16. The polyamic acid-based composition of claim 1, wherein said aliphatic tetracarboxylic dianhydride component is selected from the group consisting of bicycle(2,2,2)oct-7-ene-2,3,5,6-tetracarboxylic dianhydride, 1,2,3,4-butanetetracarboxylic dianhydride, 3,4-dicarboxy-1,2,3,4-tetrahydro-1-naphthalene succinicanhydride, 2,3,5-tricarboxycyclopentylacetic dianhydride, 1,2,3,4-cyclobutanetetracarboxylic dianhydride, 1,3-dimethyl-1,2,3,4-cyclobutanetetracarboxylic dianhydride, 1,2,3,4-cyclopentanetetracarboxylic dianhydride, 3,5,6-tricarboxynorbornane-2-acetic dianhydride, 2,3,4,5-tetrahydrofurantetracarboxylic dianhydride, and mixtures thereof.

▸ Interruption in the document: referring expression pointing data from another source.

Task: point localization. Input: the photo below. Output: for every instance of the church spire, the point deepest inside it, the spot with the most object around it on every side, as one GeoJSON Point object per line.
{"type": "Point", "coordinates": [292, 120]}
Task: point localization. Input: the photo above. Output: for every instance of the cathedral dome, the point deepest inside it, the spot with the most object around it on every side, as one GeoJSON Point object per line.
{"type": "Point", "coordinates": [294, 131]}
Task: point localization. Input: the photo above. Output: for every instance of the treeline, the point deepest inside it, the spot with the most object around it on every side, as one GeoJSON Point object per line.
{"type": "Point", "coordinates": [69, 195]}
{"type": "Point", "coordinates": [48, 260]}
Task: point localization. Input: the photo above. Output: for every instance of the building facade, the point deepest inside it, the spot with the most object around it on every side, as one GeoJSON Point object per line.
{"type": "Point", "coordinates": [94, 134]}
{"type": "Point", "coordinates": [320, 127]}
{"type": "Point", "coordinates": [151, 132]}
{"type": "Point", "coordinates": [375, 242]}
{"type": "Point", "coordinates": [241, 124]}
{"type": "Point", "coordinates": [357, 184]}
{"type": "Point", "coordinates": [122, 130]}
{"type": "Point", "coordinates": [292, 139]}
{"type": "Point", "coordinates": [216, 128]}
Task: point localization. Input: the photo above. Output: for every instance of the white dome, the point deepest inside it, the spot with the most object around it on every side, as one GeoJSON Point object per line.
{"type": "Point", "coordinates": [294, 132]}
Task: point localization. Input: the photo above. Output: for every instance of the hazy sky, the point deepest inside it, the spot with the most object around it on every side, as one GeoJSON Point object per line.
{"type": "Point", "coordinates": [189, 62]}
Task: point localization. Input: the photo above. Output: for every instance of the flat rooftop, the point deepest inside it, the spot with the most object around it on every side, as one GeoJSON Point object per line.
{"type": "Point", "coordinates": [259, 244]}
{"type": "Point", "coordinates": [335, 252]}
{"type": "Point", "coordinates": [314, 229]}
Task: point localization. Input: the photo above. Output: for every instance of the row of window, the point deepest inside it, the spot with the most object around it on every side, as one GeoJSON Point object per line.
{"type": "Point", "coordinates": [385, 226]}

17. A liquid crystal orienting agent comprising a polyamic acid-based composition of claim 1 and a solvent.

18. The liquid crystal orienting agent of claim 17, wherein said solvent is selected from the group consisting of N-methyl-2-pyrrolidinone, ethylene glycol monobutyl ether, dimethylacetamide, dimethylformamide, dimethylsulfoxide, γ-butyrolactone, tetramethylurea, hexamethylphosphor triamide, m-cresol, xylenol, phenol, halogenated phenol chlorobenzene, dichloroethane, tetrachloroethane, cyclohexanone, and mixtures thereof, and wherein said solvent is present in an amount ranging from 80 to 96 wt % based on the total weight of said liquid crystal orienting agent.

19. The liquid crystal orienting agent of claim 18, wherein said solvent is a mixture of N-methyl-2-pyrrolidinone and ethylene glycol monobutyl ether at a weight ratio ranging from 90:10 to 60:40.

20. A liquid crystal orienting film formed by a process comprising: preparing a mixture containing the polyamic acid-based composition of claim 1 and a solvent; coating the mixture onto a substrate so as to form a film on the substrate; and heating the film so as to convert polyamic acid of the polyamic acid-based composition into polyamide.